Anonim

(Reuters) - Der frühere US-Präsident Jimmy Carter wurde am Mittwoch aus einem Krankenhaus in Georgia entlassen, wo er wegen einer Harnwegsinfektion behandelt wurde, sagte seine Sprecherin.

"Er sagte, er freue sich auf weitere Erholung und Genesung zu Hause in Plains, Georgia. Er und Mrs. Carter wünschen allen Frieden und Freude in dieser Weihnachtszeit", sagte Deanna Congileo, Carters Pressesprecherin im Carter Center in Atlanta, in einer Erklärung .

Der 95-jährige Carter wurde am Wochenende in das Phoebe Sumter Medical Center in Americus, Georgia, eingeliefert und litt laut Carter Center an einer Harnwegsinfektion. Americus ist ungefähr 16 km von seinem Haus in Plains entfernt.

Dieser Krankenhausaufenthalt erfolgte Tage, nachdem Carter, der 39. Präsident des Landes, aus dem Emory University Hospital in Atlanta entlassen worden war, nachdem in jüngster Zeit eine Reihe von gesundheitlichen Problemen aufgetreten waren.

Er wurde am 11. November in Emory aufgenommen, um den Druck von Blutungen auf der äußeren Auskleidung seines Gehirns - einem subduralen Hämatom - zu lindern, die durch die jüngsten Stürze verursacht wurden. Die Ärzte erklärten die Operation für erfolgreich.

Der ehemalige Erdnussbauer und demokratische Gouverneur von Georgien fiel im Oktober zweimal. Nach dem ersten Vorfall bekam er Stiche ins Gesicht und der zweite führte zu einem kurzen Krankenhausaufenthalt wegen einer kleinen Beckenfraktur.

Nach dem ersten Herbst nahm Carter die Arbeit an einem Wohnungsbauprojekt für die gemeinnützige Gruppe Habitat for Humanity wieder auf.

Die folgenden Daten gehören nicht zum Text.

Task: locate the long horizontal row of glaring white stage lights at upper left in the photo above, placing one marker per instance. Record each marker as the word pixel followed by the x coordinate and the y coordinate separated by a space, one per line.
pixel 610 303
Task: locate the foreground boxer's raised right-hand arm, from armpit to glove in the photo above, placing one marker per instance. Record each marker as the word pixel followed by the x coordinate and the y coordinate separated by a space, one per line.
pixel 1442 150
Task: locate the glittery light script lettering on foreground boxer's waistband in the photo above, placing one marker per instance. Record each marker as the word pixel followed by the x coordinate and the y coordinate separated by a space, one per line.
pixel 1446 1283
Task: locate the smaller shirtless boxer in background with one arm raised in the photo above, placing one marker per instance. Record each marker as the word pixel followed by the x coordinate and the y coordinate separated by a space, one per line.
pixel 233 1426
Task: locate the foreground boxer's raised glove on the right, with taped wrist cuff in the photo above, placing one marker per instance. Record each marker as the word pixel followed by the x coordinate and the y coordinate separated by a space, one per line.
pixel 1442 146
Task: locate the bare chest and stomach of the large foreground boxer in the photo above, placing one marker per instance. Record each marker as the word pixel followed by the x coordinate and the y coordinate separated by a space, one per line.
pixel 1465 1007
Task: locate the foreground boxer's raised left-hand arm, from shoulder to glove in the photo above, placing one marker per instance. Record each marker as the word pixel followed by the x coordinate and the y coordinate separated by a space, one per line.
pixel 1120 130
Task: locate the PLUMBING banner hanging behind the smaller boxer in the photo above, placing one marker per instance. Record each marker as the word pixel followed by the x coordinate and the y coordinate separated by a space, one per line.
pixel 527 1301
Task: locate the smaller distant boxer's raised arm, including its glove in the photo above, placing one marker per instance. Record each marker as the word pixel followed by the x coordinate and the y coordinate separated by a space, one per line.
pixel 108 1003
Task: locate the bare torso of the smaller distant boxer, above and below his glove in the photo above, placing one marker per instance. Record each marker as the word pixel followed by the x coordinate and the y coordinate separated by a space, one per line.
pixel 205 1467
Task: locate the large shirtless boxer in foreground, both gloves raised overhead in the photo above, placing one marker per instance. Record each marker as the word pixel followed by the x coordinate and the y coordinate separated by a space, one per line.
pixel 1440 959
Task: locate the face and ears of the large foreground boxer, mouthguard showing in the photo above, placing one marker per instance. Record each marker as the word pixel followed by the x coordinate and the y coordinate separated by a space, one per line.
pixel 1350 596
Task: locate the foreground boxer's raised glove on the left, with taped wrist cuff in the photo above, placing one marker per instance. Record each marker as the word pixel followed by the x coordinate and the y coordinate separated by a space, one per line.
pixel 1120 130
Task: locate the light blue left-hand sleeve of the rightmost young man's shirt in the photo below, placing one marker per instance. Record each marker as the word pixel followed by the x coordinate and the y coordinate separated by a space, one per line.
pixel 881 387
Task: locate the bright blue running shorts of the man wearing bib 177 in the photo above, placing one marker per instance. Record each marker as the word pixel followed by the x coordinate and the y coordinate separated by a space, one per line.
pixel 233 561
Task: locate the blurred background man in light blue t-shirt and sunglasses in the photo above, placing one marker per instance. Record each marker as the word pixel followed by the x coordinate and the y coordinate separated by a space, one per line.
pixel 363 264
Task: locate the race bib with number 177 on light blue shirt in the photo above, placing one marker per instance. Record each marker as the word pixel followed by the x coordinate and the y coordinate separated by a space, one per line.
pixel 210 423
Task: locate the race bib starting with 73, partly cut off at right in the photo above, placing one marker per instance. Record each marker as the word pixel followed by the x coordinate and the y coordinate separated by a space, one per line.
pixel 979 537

Im Mai brach sich der frühere Präsident die Hüfte und musste sich einer Operation unterziehen.

Carter besiegte 1976 den republikanischen Präsidenten Gerald Ford, um Präsident zu werden, und verbüßte eine einzige Amtszeit von vier Jahren im Weißen Haus.

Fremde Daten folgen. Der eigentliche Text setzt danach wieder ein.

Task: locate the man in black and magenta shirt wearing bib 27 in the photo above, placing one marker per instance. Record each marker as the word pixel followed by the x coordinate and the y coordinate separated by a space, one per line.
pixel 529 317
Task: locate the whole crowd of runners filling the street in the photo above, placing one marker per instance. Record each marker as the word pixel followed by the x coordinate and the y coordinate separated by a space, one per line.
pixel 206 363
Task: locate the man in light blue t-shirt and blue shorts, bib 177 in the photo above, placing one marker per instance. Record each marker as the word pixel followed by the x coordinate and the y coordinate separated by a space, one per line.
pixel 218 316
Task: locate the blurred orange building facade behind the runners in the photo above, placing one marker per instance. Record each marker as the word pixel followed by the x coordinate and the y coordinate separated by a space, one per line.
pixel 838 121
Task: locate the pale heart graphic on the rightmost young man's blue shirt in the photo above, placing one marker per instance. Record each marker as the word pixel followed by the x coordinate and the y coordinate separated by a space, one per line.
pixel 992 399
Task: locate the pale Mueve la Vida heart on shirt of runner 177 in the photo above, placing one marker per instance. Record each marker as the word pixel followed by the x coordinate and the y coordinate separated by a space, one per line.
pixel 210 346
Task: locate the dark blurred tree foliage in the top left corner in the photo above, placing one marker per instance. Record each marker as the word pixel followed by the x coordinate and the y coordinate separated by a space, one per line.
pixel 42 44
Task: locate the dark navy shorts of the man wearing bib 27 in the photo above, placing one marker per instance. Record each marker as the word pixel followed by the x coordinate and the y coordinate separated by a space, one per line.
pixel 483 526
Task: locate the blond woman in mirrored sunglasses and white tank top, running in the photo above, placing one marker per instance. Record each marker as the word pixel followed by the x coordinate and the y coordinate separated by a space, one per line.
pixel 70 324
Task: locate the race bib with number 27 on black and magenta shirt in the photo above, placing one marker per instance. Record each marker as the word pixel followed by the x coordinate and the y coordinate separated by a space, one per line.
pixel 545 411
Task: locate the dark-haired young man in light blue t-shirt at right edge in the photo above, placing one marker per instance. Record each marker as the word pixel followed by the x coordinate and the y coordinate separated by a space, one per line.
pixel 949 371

Seine Präsidentschaft wurde von einer wirtschaftlichen Rezession, einer Energiekrise und der Geiselnahme der USA durch den Iran überschattet, aber er spielte auch eine führende Rolle bei der Vermittlung der Camp-David-Abkommen, die zu einem ägyptisch-israelischen Friedensvertrag führten.

Er verlor sein Wiederwahlangebot von 1980 an den Republikaner Ronald Reagan. Nach seinem Ausscheiden aus dem Amt im Jahr 1981 entwickelte sich Carter zu einem internationalen Fixpunkt und wurde als humanitär eingestuft.

Er erhielt 2002 den Friedensnobelpreis für seine Bemühungen, friedliche Lösungen für globale Konflikte zu finden, Demokratie und Menschenrechte voranzutreiben und die wirtschaftliche und soziale Entwicklung zu fördern.

Im Alter von 95 Jahren hat Carter nach seinem Ausscheiden aus dem Weißen Haus länger gelebt als jeder frühere Präsident in der Geschichte der USA.